Agreed. “A reference to a mapped entity” is plain wrong, actually, since EntityReference is not only used for the subject_id and object_id, but for all cases where an identifier is required -- including identifiers to other things than the entities that are being mapped.
I think I agree @gouttegd that the documentation for the model should be serialization agnostic. However, from a user experience perspective, I worry about the situation where someone goes to the documentation looking for an answer and they wind up looking at the documentation for the LinkML data model rather than something that is more relevant to the user; the serialization.
So I think I'll add a suggestion to your pull request, or it can be in a new PR, to update the documentation such that the docs for the serialization formats are front and center instead. And then I wonder if the LinkML documentation should be removed, or I suppose better yet, put aside in some developer documentation subsection.
I'm also fine with adding a "see also" linking to the serialization documentation, but with the changes I suggested above, that is less of a necessary / useful change than it otherwise would be.
I worry about the situation where someone goes to the documentation looking for an answer and they wind up looking at the documentation for the LinkML data model rather than something that is more relevant to the user
That’s definitely something that is likely to happen right now. In fact the documentation for the data model is currently the home page for the SSSOM website, which is very unfortunate and is one of the things I want to change (issue #330; changes are underway in that branch).
to update the documentation such that the docs for the serialization formats are front and center instead. And then I wonder if the LinkML documentation should be removed, or I suppose better yet, put aside in some developer documentation subsection.
That’s the plan. Won’t happen overnight, though.
By the way, among the small things that need to be updated: the examples in the spec consistently use a full-length IRI for the creator_id slot, despite that slot being a EntityReference:
#creator_id: "https://orcid.org/0000-0002-7356-1779"
#curie_map:
# HP: "http://purl.obolibrary.org/obo/HP_"

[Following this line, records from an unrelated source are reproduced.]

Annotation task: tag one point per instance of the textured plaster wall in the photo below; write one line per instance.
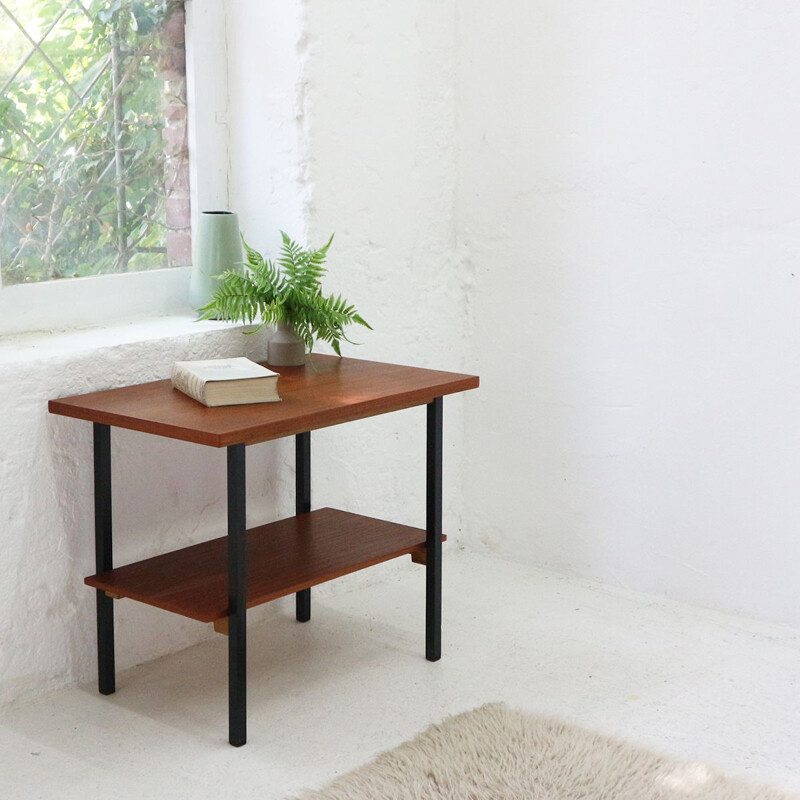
(628, 204)
(335, 119)
(378, 89)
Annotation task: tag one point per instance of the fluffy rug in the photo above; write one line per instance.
(494, 753)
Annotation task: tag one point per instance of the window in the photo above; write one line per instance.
(94, 174)
(39, 303)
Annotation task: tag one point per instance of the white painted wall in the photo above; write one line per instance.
(628, 201)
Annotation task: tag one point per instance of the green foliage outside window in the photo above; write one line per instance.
(92, 137)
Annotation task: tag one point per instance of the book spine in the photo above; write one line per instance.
(188, 383)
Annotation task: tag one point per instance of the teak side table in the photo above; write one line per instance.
(217, 581)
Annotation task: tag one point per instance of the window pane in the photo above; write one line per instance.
(94, 174)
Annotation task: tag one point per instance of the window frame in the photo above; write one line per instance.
(100, 299)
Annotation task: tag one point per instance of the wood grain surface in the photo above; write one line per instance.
(325, 391)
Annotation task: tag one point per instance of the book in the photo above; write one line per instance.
(226, 381)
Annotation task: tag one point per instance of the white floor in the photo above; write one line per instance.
(328, 695)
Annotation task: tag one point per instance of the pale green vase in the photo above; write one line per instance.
(217, 248)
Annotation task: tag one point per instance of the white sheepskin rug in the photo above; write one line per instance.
(495, 753)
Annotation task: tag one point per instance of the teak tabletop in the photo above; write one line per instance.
(326, 391)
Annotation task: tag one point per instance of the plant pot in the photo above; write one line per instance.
(286, 348)
(218, 248)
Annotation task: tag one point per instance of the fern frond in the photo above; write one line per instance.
(287, 290)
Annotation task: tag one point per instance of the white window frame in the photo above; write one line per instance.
(97, 300)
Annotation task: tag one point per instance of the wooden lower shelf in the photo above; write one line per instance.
(282, 558)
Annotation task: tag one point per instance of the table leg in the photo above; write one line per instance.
(106, 680)
(237, 597)
(433, 528)
(302, 449)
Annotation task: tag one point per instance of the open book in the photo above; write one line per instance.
(226, 381)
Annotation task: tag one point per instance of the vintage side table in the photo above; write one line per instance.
(217, 581)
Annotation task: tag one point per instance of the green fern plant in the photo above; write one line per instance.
(287, 290)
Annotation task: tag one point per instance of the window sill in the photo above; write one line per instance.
(24, 348)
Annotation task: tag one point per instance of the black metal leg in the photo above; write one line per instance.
(433, 541)
(237, 597)
(302, 449)
(106, 679)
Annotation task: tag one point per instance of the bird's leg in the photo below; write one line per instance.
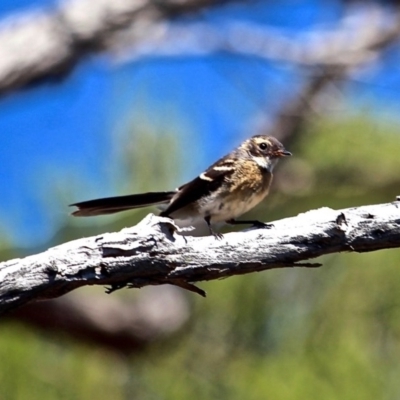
(217, 235)
(255, 223)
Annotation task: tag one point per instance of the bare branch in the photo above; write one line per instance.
(151, 253)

# MP: "http://purl.obolibrary.org/obo/MP_"
# skos: "http://www.w3.org/2004/02/skos/core"
#license: "https://creativecommons.org/publicdomain/zero/1.0/"
#mapping_provider: "http://purl.obolibrary.org/obo/upheno.owl"
subject_id predicate_id object_id mapping_justification subject_label object_label
HP:0009124 skos:exactMatch MP:0000003 Lexical Abnormal adipose tissue morphology abnormal adipose tissue morphology
HP:0008551 skos:exactMatch MP:0000018 Lexical Microtia small ears
HP:0000411 skos:exactMatch MP:0000021 Lexical Protruding ear prominent ears
It’s bad enough for the spec never to explicitly say that full-length IRIs are not expected in the TSV format, but to give examples where full-length IRIs are actually used is actively misleading and is very bad.
@ehartley @gouttegd thank you for your reviews.